Wesentlicher Unterschied ist aus meiner Sicht eigentlich nur, dass im letzteren Fall eben noch weitere Threads mit Client/Server-Kommunikation laufen.

Hat vielleicht jemand eine Idee, was ich da machen kann?


----------



## SlaterB (4. Apr 2011)

der StackTrace zeigt zweifelsfrei, dass du von der main Methode aus (die du genialerweise nicht postest?!, obwohl du selber schon weißt dass die Programme einzeln funktionieren?!) Client.run() direkt aufrufst, statt einen Thread zu starten (start(); ),
es ist also streng zu vermuten, dass kein Server da ist, weil du den erst nach dem Client startest,

selbst wenn nebenläufig, solltest du zur Sicherheit dem Server 1-2 Sekunden Vorsprung geben, Thread.sleep(1000); wartet,
und verwende Ausgaben!
System.out.println("Server.run startet")
...
System.out.println("Server.socket.acceept kommt gleich dran")
...
usw.


----------



## Cottonwood (4. Apr 2011)

Danke für die Antwort.

Du hattest Recht: ich hatte im Aufruf aus Versehen die run-Methoden direkt aufgerufen. Jetzt läuft das.

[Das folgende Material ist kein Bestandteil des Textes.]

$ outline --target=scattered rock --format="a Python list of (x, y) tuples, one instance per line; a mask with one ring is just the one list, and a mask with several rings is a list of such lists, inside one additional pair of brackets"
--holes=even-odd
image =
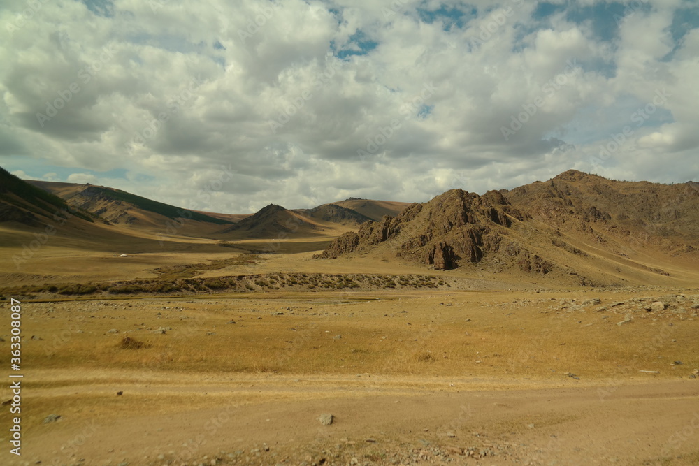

Das erledigt aber leider nicht mein eigentliches Problem. Das Programm ist leider viel komplexer und dadurch hier unmöglich vollständig darzulegen.

Wesentlicher Unterschied ist, dass der Server beliebig viele Clients bedienen können muss. Daher ist der Ablauf natürlich anders. Er kann nicht warten, weil er ja alle Clients bedienen muss.

Ein paar Hinweise zu den Methoden:
"ErrorWindow" kann einfach mit "System.out.println" übersetzt werden. Die Methode schreibt die Meldungen je nach Parametrierung entweder in eine Datei oder in ein Fenster oder mit System.out.println.

Die Zahl hinter dem Doppelpunkt im Testprint entspricht der Zeilennummer des Testprints.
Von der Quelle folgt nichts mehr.